Когда погружаешься в мутную глубину,
прохладную бездну,
мерцающую, голубую,
хочется сбросить маску и утонуть,
сгнить, как корабль, до каркаса,
который потом облюбуют
смешные моллюски,
угрюмые донные рыбы,
немыслимые прозрачные существа.
Хочется стать водой, тогда сквозь неё могли бы
смотреть на дно – видеть небо
и прозревать.
Когда погружаешься в город, в его рассвет
безжалостный, неотвратимый,
сырой и серый,
хочется, чтобы в черной прелой листве,
дрогнуло что-то.
Улочки, трассы, скверы
вздыбились бы, растрескались и поплыли
льдинами вдоль разломов, с собой неся
ошмётки чего-то живого, тонны
бетонной пыли,
столбы, на которых души
расселись и голосят.
Когда погружаешься в рифмы, в весь этот стыд
и страх ворожбы первобытной,
со вкусом мяса,
хочется, чтоб увидавший тебя застыл,
на время забыл дышать, а потом замялся
и стал по карманам шарить,
ища ключи,
кредитку, права, монеты – какой-то якорь.

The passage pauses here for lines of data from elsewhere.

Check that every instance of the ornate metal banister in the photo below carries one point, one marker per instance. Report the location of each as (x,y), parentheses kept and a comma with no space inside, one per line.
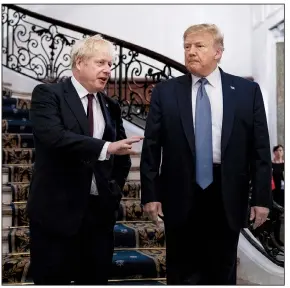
(38,46)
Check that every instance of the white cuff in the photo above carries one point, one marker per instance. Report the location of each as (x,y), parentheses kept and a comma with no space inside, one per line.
(104,155)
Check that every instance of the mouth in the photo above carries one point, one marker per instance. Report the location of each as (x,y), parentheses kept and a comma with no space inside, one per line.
(103,79)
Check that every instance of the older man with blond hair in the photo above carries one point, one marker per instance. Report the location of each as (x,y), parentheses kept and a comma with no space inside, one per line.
(212,131)
(82,161)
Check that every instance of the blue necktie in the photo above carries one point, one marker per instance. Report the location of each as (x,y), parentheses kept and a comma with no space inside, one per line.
(203,137)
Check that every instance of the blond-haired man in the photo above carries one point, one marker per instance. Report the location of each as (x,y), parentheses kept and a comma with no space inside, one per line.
(82,161)
(212,129)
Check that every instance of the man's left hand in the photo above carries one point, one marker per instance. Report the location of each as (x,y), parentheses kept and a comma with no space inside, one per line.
(260,215)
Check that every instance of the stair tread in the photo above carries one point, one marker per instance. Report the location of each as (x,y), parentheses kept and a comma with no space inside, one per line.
(129,210)
(19,190)
(126,235)
(126,264)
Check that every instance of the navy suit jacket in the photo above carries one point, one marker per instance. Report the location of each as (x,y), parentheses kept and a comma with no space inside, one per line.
(245,149)
(67,157)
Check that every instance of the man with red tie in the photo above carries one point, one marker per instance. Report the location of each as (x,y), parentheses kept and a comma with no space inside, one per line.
(82,162)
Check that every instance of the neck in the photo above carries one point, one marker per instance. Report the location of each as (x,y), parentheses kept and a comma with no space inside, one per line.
(206,73)
(278,160)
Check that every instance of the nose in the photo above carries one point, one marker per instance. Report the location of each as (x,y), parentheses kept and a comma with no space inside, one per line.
(107,69)
(192,50)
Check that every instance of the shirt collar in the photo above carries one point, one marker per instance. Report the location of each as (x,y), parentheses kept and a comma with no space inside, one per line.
(81,90)
(212,78)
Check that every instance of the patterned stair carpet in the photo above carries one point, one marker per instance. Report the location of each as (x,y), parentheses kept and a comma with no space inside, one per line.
(139,256)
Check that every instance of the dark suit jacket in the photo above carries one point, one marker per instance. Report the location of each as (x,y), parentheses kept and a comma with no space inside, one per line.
(245,151)
(67,157)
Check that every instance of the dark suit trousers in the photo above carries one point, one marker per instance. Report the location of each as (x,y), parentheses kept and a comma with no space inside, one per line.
(203,249)
(85,258)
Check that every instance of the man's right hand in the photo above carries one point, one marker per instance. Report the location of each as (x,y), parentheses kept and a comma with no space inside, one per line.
(153,209)
(124,147)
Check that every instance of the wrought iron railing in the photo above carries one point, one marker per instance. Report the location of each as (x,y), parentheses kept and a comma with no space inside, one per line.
(39,47)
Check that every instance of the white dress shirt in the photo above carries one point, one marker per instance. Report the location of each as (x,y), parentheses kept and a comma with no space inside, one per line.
(99,123)
(215,94)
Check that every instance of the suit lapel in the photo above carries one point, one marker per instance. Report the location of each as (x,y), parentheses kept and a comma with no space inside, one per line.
(73,100)
(184,99)
(109,124)
(229,91)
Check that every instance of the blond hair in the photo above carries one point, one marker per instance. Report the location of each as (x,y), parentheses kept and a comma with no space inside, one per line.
(89,46)
(210,28)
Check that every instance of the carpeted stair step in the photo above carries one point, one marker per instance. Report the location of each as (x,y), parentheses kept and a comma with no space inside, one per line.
(18,103)
(126,235)
(18,192)
(17,140)
(23,173)
(19,172)
(14,214)
(127,264)
(16,126)
(10,113)
(18,156)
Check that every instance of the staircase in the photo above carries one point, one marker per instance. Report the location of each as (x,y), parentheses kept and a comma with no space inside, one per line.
(139,255)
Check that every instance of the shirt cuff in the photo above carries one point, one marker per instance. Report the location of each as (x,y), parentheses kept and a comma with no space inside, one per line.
(104,155)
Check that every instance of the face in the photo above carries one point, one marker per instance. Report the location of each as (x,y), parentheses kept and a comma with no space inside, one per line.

В апреле хочется резать, а не лечить
(ну да, эту строчку можно понять двояко).
Становишься восприимчивым к словарю:
любая нелепость – обломок тайного кода.
Допустим,
вдруг замечаю, что говорю:
«Двадцать второго – маме четыре года».
Как будто и правда мы празднуем именины,
и мама
четырёхлетняя,
белокурая, в лентах,
лопочет что-то на детском, полузверином,
беспечно сидя у бабушки на коленках.